Il cazzimperio è uno degli stuzzicarelli della cucina romana. Via dalla Città Eterna si direbbe, molto più elegantemente, pinzimonio, ma a Roma “diamo a Cesare quel che è di Cesare” e quindi non possiamo che chiamare cazzimperio lo sfizio che vanta da sempre proprietà afrodisiache al pari delle ostriche e del peperoncino. Il nome deriva dalla credenza che finocchio e sedano, che sono le verdure da immergere nella semplice emulsione di olio, sale e pepe, fossero eccitanti e stimolanti. I semi di finocchio proprio per questo entravano largamente nella dieta dei gladiatori. Plinio, scrittore e naturalista romano, nel Naturalis Historia scrive: <<Le foglie stimolano l’appetito sessuale e in qualunque forma il finocchio stimola la produzione di sperma>>. Secondo La scuola medica salernitana: <<Il seme di finocchio bevuto con il vino eccita ai piaceri di Venere e si dice che ridesti nei vecchi il giovanil vigore>>. Il finocchio veniva offerto gratuitamente nelle osterie per quella sua proprietà di far sembrare buono qualsiasi vino, anche il più scadente. Da qui è nato il modo di dire “infinocchiare” che significa imbrogliare e mistificare.

Anche il sedano era per i Romani compagno di grandi bevute. Gli abitanti della Città Eterna, durante i banchetti, usavano posarsi sul capo delle corone di sedano, perché ritenevano che il suo profumo avesse la proprietà di mantenerli sobri. Giovanni Michele Savonarola, medico e scienziato, consigliava alle donne di non mangiare sedano perché <<anche a quelle che sono caste, e caste voleno restare irrita il coito>>. Anche in Francia erano note le sue doti, tanto da spingere il gastronomo Laurent Grimod de La Reynièr, autore di “Almanach des Gourmands”, a scrivere: <<Pur perdendo, quando è cotto, una parte delle sue qualità medicinali, non si può tuttavia nascondere che il sedano sia una pianta ricca di aromi, corroborante, stimolante, eccitante e di conseguenza fortemente afrodisiaca.
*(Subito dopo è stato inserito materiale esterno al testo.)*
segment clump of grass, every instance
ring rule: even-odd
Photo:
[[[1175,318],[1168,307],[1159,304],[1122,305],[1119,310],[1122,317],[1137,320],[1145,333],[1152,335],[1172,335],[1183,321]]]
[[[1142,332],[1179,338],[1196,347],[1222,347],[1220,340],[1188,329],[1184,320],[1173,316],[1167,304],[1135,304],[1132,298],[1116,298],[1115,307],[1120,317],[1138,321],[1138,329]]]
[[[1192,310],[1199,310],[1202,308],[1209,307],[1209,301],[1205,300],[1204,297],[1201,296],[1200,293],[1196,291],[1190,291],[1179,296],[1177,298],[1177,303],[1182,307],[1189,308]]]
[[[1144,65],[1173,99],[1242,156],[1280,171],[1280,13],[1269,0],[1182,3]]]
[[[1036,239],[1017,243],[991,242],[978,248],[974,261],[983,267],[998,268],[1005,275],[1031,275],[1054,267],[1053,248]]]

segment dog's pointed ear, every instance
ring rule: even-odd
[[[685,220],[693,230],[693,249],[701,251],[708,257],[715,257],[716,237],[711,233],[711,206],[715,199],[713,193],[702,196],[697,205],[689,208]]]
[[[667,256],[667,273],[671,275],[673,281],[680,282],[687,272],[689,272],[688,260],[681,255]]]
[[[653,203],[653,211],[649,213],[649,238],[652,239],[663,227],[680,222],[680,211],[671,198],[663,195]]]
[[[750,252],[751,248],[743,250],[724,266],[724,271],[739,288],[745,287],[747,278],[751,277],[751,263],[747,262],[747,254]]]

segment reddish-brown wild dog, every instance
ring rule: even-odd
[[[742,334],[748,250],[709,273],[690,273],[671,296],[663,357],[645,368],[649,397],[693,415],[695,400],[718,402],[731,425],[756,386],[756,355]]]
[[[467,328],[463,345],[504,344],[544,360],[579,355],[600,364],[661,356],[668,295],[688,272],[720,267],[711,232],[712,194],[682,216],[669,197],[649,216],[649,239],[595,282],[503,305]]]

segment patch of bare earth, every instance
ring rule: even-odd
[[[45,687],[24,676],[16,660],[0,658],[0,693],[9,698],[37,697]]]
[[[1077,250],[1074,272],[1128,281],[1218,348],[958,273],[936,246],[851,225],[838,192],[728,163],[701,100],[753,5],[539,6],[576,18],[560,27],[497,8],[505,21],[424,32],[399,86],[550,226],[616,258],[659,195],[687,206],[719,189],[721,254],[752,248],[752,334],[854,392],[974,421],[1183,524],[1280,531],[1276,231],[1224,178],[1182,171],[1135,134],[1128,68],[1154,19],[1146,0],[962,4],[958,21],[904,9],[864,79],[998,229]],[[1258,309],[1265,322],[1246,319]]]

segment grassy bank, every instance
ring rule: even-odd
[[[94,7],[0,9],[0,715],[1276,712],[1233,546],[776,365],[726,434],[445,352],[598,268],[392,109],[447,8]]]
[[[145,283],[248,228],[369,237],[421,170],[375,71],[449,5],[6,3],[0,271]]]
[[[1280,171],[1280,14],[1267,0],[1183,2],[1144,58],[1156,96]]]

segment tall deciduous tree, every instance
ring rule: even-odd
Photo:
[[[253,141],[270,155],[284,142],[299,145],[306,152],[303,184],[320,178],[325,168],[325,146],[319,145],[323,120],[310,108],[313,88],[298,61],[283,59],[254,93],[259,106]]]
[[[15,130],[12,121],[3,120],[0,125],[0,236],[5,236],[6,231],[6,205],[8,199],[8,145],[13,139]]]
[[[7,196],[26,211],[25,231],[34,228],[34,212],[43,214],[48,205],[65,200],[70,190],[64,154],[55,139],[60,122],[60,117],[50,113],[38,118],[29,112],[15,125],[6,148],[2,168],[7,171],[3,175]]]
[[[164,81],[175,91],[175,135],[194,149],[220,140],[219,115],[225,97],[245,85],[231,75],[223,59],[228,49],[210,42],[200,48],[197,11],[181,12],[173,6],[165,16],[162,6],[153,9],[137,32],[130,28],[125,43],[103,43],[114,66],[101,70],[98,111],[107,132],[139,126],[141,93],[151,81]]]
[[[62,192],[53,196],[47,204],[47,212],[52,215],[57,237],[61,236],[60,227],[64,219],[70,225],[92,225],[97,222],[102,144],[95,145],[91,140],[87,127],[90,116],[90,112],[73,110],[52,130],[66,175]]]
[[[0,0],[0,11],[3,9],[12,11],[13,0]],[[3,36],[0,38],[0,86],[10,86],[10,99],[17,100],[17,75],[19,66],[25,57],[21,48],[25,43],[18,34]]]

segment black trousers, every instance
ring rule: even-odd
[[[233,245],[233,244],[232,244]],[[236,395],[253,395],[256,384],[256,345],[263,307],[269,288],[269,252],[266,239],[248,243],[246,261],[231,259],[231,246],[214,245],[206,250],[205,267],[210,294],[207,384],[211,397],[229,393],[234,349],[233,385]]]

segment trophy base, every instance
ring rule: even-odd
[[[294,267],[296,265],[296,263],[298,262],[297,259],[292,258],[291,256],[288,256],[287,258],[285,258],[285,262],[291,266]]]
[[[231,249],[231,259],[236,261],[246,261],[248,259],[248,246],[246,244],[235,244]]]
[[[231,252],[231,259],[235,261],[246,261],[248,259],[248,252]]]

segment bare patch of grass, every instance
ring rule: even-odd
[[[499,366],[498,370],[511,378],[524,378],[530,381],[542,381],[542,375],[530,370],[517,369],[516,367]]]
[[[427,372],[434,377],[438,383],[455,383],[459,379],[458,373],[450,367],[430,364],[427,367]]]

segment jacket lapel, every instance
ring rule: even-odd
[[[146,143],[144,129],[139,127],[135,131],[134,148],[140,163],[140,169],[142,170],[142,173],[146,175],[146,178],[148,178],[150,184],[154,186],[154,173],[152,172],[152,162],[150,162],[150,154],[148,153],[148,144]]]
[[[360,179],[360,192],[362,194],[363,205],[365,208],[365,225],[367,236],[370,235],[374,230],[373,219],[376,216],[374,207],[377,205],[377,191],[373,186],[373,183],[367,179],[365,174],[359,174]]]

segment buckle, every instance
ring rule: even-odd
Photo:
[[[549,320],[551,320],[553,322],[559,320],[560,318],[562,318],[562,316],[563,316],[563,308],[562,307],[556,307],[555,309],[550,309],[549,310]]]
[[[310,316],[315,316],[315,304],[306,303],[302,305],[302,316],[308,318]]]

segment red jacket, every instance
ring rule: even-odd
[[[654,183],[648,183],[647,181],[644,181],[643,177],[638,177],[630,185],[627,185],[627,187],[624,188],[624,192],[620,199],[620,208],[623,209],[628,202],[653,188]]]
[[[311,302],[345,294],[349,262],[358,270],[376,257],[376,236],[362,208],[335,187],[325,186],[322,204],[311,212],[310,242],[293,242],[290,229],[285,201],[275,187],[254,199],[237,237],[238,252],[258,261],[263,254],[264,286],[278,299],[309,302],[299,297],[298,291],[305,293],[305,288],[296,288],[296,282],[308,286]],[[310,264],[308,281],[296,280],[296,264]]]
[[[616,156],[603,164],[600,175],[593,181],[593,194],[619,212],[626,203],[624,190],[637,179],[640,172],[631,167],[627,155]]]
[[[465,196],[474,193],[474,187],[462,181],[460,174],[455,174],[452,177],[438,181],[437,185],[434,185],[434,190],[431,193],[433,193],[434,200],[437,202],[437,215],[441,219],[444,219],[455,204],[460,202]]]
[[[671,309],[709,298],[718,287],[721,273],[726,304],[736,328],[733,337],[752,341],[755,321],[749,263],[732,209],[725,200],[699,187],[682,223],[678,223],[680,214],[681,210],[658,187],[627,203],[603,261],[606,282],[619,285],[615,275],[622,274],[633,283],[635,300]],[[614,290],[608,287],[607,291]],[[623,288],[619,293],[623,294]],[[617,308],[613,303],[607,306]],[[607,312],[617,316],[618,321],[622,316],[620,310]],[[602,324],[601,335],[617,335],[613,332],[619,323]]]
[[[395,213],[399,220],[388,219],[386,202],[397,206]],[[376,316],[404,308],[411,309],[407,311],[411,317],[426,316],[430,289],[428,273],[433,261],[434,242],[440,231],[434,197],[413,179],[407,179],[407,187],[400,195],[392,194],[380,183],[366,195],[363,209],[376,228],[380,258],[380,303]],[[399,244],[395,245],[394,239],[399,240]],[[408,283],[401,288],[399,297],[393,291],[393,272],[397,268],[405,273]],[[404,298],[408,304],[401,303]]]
Poiché ne siamo a conoscenza siamo obbligati ad avvertire le persone timorate, di questa proprietà del sedano, affinché se ne astengano o ne facciano un uso producente. Ciò vuol dire che non è un’insalata dei celibi>>. Il sedano era arrivato a Roma nel Cinquecento, portato dall’erborista greco Atanasio Kirgiu, che aveva iniziato a coltivarlo nei campi intorno a Fontana di Trevi. Accusato di coltivare un’erba venefica, era stato portato al cospetto del papa Clemente VIII che lo aveva costretto, per vederne gli effetti, a mangiarne varie piante. “Il greco”, come lo chiamavano i romani, nonostante la grande quantità di sedano ingurgitata, non aveva avuto alcun effetto ed era stato rilasciato dopo poche ore. Solo un anno dopo era stato nuovamente richiamato, ma questa volta per essere premiato con una medaglia d’oro e per essere invitato ad aumentarne la produzione. Visto il grande successo della coltivazione, il Cardinale Alvise Corner era arrivato ad affidargli il compito di coltivare il sedano nel suo giardino, per una sua produzione personale. Insomma, il sedano in breve tempo era divenuto, la specie erbacea, più amata dal clero. E i romani? Inutile dirlo, se ne innamorarono perdutamente, come solo loro sanno fare, e cominciarono a mangiarlo anche loro crudo, ma anche ad aggiungerlo come ingrediente nei loro piatti, chiamandolo prima l’erba del greco e poi sellero.